Hobbes differentiates natural state characterized by "the right of every individual to everything," i.e. by absence of law. Opposite to it is the civil order (status civilis). His theory recognizes an unbound individual guided by uncontrolled passions and aggressive egoism, which he describes as "war of all against all." The important thing in his hypothesis is that individuals are unbound but that means not that the natural state can be described as a state of open possibilities that "counts not on some teleology in the background." Hobbes takes that this pluralism of needs (passions) can be pacified in the natural state if all actors opt for maintenance of life and give up the sovereignty of their needs. He fixes this denial in "social contract" as a demarcation line between the natural state and normative order.

And what is the basis of the normative order? Hobbes takes that an order is established when individuals wield their sovereignty to the state (Leviathan). However, Djindjic warns that conflict of passions (aspiration of many individuals for naturally limited objects) and renouncement of conflicts are not enough as preconditions for establishment of an order. Passions are not something objective but subject to interpretation. In the situation of pluralization (freedom) an order does not derive from suppression of freedoms and selfish interests but from pacification of pluralized convictions - those conflicts are irreconcilable since they all aspire to general applicability. Religious wars, says Zoran, testified that maintenance of life was not the fundamental value for individuals but victory of one's beliefs. Hobbes is wrong, says Zoran, when he assumes that the interest in life would overcome beliefs, since wars have been wagged for beliefs. There would be no problem whatsoever had the life had the upper hand. How was it possible then to overcome religious wars, i.e. conflicts of beliefs, each of which has aspired to general applicability?

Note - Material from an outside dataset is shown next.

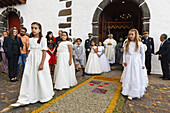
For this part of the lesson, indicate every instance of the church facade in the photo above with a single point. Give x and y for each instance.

Djindjic makes the following point: the conflict in the civil war was not a struggle for survival but a result of disintegration of the Christian normative universalism. Such a conflict (of pluralized beliefs) was surmountable in the political community that "did not stand for any order but for the order incorporating two basic presuppositions: aspirations for general applicability reached unbearable intensity and 'the sides at war' were ready to give them up." But this is not about "resigned disavowal of one's beliefs," this is about an order that is possible only if all give up general applicability of their beliefs and adopt a changed, though intense, attitude towards it so that they all can control one another and thus prevent any aspiration for general applicability from being recognized. Consequently, this means separation of private and public. Passions, interests and beliefs are moved to the private sphere (society) whereas public, i.e. political, is constituted as content-free, a frame of integration of the society that is as general as possible. And that can only be law applicable to all.

In conclusion, the political - enabling a performance of various interests - constitutes law (Constitution) rather than morals. Politics has separated from morals because morals do not make a constituent part of the foundation on which politics rests. It is law - rather than morals - that secures a political community and a modern state. Of course, this means not that politicians are unaccountable to moral judgment and that politics should be amoral. The point is that politics constitutes law rather than morals. Zoran Djindjic said many times that morals is important for people - and that is indisputable the same as that integration of a modern society, its management and regulation of social relations do not rest on the criteria of right and wrong but on law. Only law secures free expression of interests and different beliefs. Zoran Djindjic has never negated moral values. But, for him, setting foundations for modern politics and state is another story. "Morals in the church" advertises not immorality in politics or personal immorality - it only claims that political processes and struggles are, as a separate domain, constituted and regulated by law rather than by morals.